From Bugzilla Helper: User-Agent: Mozilla/5.0 (X11; U; Linux i686; en-US; rv:1.2.1) Gecko/20030225 Description of problem: There's a bug in the select statement at line 1263. It gives an invalid read 1 beyond the fdset variable. The problem turns out to be the way fdset is defined. On BSD systems the code at line 1252 is correct. Linux systems define fdset to be a different size. The correct way to do this is to change 1252 to be: fdsetsz = sizeof(fd_set); Version-Release number of selected component (if applicable): openssh-3.5p1 How reproducible: Always Steps to Reproduce: valgrind --leak-check=yes --leak-resolution=high --num-callers=8 -v --logfile-fd=19 /usr/src/redhat/BUILD/openssh-3.5p1/sshd 19>out ssh -l localhost root /etc/rc.d/init.d/stop vi out Actual Results: valgrind reports a invalid read in select @ 1263 Additional info:
Created attachment 91747 [details] Select bug patch The attached patch fixes the bug
I added this statement to the sshd.c code at line 1263: error("fdsetsz is: %d, fd_set is: %d", fdsetsz, sizeof(fd_set)); When I look in the logs, this is what I get: sshd[10790]: error: fdsetsz is: 4, fd_set is: 128 This is a big difference. I also grepped for select throughout the package and the same problem is everywhere. This could be causing a lot of intermittant problems which results in connections being terminated or never starting since select is given bad descriptor sets to work with. I've been experiencing sshd connection problems which may be related to this. I've contacted the openssh team to get their feedback. I forgot to paste a valgrind trace in the original report so here it is: ==10790== Invalid read of size 4 ==10790== at 0x40170B7D: vgAllRoadsLeadToRome_select (vg_intercept.c:612) ==10790== by 0x40170DF2: __select (vg_intercept.c:681) ==10790== by 0x804E4EC: main (sshd.c:1264) ==10790== by 0x403DC5CC: __libc_start_main (in /lib/libc-2.3.2.so) ==10790== by 0x804C560: ??? (start.S:81) ==10790== Address 0x41363BFC is 0 bytes after a block of size 4 alloc'd ==10790== at 0x4015E40C: malloc (vg_clientfuncs.c:103) ==10790== by 0x8075FAA: xmalloc (xmalloc.c:28) ==10790== by 0x804E429: main (sshd.c:1253) ==10790== by 0x403DC5CC: __libc_start_main (in /lib/libc-2.3.2.so) ==10790== by 0x804C560: ??? (start.S:81) I'm elevating this problem from normal to high since it is all over the package and the size difference is significant. (4 vs 128.) This also means my patch only fixes 1 case and there are certainly more. Hope this helps...
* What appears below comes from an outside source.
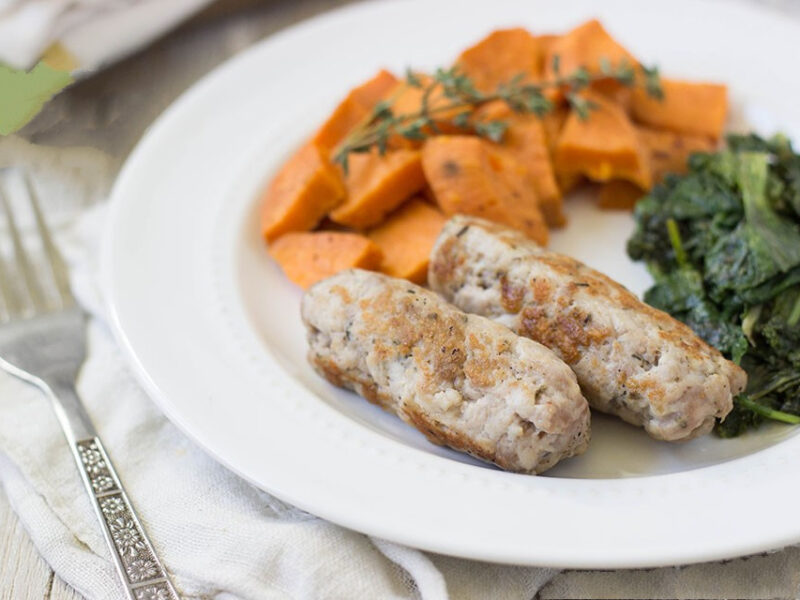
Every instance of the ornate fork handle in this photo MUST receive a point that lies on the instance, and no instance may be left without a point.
(142, 572)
I discussed the finding of this issue with Damien Miller. He explained what they were doing. Select 2 man page in Open BSD is a bit more informative than select 2 in Linux. I cross checked it by reading the Linux Kernel Source code and have concluded that the bug lies with Valgrind. I fixed valgrind and submitted a patch to that project. This bug should be closed.